Think of these words as links not things, as events in chains that join events, that sit alongside all those smells and tastes and sounds and inner body feelings, entering and exiting the event of you today and not as proofs or understandings or worst of all, as any form of 'reality'. 


Between one thing and another

See also:

Object orientated ontology and drawing
A line of disjuncture
Illusion
Mathematics and rightness Includes a reflection on the Jacob Kramer red spot, meant to 'tick-tock' between squareness and circularity. 

Wednesday, 4 January 2017

A line of disjuncture: the tear

Asger Jorn  1950 drawing on two pieces of paper

I recently came across this drawing by Asger Jorn the COBRA artist. Tearing a drawing in half and juxtaposing it with another one is a method of creating a new image learnt by artists from the early days of collage. Not only could you bring into your work signs of the outside world by pasting into your drawing or painting a page from a newspaper, a torn out advert or some wallpaper, but your own work once released into the world becomes yet another potential collage element, so you could also treat your discarded work in the same way. A line of disjuncture always occurs across the torn edges that butt together, but because the same hand is at work in both areas, a formal or stylistic link will make the two halves sit together as a totality. Jorn was always looking to surprise himself and wanted to keep his expressionist images raw, fresh and energised,  therefore collage was a natural way to find unexpected formal relationships. Jorn inherits the Surrealist tradition of chance encounters. Although working as an Expressionist painter, his search for new imagery is heavily influenced by Surrealist procedures. This type of collaging influenced by the many 'Exquisite Corpse' drawings done throughout the Surrealist years. 

Chapman Brothers


Every process can be highjacked to support other agendas, and the Chapman Brothers turned to 'Exquisite Corpse' structures when they wanted to make a play on what invention and 'expression' meant for a contemporary Post-Modern artist. However for me, the line of disjunction that sits between each section of this etched image, reads more as a formal device to support their idea than a line of true discovery. This is what I would suggest John Berger would term a mannerism. (see previous post on Berger)  
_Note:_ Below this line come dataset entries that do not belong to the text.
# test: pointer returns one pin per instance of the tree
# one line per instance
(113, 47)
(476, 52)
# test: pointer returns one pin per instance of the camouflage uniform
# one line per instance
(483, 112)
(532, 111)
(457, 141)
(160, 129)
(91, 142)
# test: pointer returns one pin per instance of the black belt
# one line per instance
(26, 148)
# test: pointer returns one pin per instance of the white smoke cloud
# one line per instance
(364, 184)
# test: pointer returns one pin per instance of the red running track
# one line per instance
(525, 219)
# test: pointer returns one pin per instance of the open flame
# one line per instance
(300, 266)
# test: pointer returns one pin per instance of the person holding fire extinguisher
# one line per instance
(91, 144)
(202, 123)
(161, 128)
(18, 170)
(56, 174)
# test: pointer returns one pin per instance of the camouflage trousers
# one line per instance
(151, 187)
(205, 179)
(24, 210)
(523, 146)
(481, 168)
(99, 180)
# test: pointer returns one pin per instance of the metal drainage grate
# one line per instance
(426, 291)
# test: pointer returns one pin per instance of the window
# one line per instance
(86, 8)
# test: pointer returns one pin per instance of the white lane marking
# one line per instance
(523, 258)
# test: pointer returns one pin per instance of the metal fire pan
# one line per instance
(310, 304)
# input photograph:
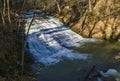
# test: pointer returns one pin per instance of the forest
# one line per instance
(31, 29)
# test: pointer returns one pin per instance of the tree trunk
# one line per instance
(90, 6)
(8, 12)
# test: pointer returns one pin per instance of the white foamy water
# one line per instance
(48, 39)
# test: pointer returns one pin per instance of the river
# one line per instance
(62, 55)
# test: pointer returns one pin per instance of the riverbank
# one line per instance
(11, 54)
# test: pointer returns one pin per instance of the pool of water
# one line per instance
(100, 53)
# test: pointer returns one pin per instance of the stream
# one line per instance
(62, 55)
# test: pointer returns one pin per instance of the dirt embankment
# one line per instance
(102, 22)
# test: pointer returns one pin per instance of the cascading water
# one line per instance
(48, 40)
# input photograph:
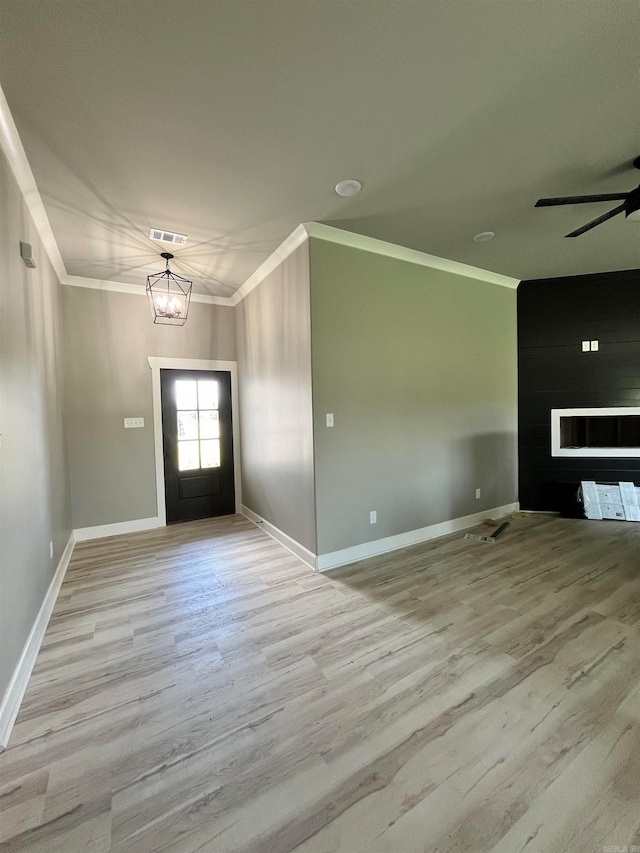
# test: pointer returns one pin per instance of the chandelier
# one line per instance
(169, 295)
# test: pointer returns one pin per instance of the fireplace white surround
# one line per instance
(557, 445)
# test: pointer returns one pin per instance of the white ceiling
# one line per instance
(232, 122)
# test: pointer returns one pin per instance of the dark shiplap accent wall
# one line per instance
(554, 317)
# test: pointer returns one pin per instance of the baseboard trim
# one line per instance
(333, 560)
(295, 548)
(103, 530)
(12, 699)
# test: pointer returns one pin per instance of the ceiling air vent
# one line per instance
(167, 237)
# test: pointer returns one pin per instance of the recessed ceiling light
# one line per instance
(162, 236)
(348, 188)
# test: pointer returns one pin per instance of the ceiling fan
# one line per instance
(630, 205)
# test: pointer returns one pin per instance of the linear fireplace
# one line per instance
(604, 432)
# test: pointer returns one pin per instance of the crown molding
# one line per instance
(134, 289)
(14, 150)
(401, 253)
(293, 241)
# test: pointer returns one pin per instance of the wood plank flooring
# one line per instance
(199, 689)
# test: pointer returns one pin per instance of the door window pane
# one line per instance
(207, 394)
(210, 452)
(187, 425)
(188, 455)
(186, 394)
(209, 425)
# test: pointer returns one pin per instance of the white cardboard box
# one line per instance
(602, 500)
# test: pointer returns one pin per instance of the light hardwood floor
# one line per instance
(199, 689)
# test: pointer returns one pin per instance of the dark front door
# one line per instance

Original Surrealist Exquisite Corpse drawing

In the original Surrealist Exquisite Corpse drawing above, I like the way that Miro's drawing is so clearly his, the awkward 'naffness' of this image chimes with the desire to discover something new and is an interesting comparison with the Chapman Brothers more knowing composition. 

The disjuncture created by pushing one image against another hasn't always been used as a device to create surprise or more 'Surreal' imagery. The artist and educator Hans Hoffman would often tear his students work in half in order to reassemble the image to create a better spatial resolution in response to the 'alive' nature of perception. The Cubist disjunction that comes from seeing something from multiple viewpoints being central to this, rather than the poetry of the coming together of sewing machines, umbrellas and dissecting boards. 

Olga Kitt

The drawing above was done in one of Hoffman's life drawing classes, he  would often tear a student's drawing in half, have them reassemble the image and then reconcile the two halves by re-drawing. Lee Krasner the famous abstract expressionist painter and former wife of Jackson Pollock used to go to Hoffman's classes and hated it when he did this to her drawings. 
What interests me here is that usually Surrealism, Expressionism and Cubism are held up as very different disciplines, however all three have used what I have called a 'line of disjuncture' to generate imagery and to open out expectations as to what constitutes coherent formal invention.  Disjuncture is not passive, and all of these artists have at one point or another had to struggle with what it is to create art about the experience of life. Life is of course rarely predictable and we will only survive if we are able to adapt and work with what life throws our way. The reconciliation of difference is also something that we all need to be able to do if we are to accept and work with other people and cultures, something that I would say is vital to our future survival.